Ruşen Çakır: Ömer, şimdi yayının başında sen bağlantı sorunu yaşadığında, Irak’ta iç savaş olur mu konusunu konuştuk. Ben şimdi sonunda, “Sizin orada bir iç savaş ihtimâli var mı?” diye soracağım. Nedir Trump’ın tutuklanma ihtimâli, buna karşı sokağa dökülürüz tehditleri vs. nedir? Ne oluyor? Bu daha önce seçim zamânı yaşanan, ucundan dönülen olay tekrar gündeme gelebilir mi? 

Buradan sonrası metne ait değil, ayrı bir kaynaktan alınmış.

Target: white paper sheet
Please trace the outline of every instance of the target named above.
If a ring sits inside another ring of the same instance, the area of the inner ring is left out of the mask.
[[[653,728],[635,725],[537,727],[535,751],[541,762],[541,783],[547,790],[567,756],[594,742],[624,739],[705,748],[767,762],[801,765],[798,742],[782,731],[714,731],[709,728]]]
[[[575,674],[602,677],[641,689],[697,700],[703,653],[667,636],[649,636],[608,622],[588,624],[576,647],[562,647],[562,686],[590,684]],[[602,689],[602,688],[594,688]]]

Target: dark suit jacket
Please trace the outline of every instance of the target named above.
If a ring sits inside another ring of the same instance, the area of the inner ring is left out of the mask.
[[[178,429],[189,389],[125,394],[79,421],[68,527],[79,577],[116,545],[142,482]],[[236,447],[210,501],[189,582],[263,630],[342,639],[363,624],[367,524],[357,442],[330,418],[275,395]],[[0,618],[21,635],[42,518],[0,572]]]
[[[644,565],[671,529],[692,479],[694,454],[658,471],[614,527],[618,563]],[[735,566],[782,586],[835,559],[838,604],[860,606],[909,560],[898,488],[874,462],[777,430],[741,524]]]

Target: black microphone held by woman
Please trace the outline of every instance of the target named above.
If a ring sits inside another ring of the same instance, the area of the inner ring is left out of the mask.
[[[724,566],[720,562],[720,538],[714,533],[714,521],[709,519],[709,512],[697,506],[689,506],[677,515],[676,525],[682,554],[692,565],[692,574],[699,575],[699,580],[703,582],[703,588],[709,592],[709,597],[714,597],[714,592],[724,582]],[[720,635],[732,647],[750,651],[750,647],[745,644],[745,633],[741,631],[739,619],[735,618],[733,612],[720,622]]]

Ömer Taşpınar: Lindsey Graham, Türkiye’nin de yakından tanıdığı senatör burada pazar sabahı siyâsi programlar var televizyonlarda, hâlâ senin benim gibi yaşlıların seyrettiği. Gençler seyretmiyor, ama programlar bunlar. Orada Lindsey Graham, “Trump tutuklanırsa, bu FBI soruşturmasında evinde gizli belgelerin bulunması nedeniyle Trump tutuklanırsa, halk sokağa dökülür” dedi. Sivil savaş çıkar mı emin değilim, onu söyledim; fakat Washington Post’ta… 

Gönül Tol: “Sivil savaş” diyerek bizi üzüyorlar. Pardon Ömer, sözünü kesiyorum. “Sivil savaş” diyoruz çünkü direkt İngilizce’den çeviriyoruz aceleyle. İç savaş olduğunu biliyoruz.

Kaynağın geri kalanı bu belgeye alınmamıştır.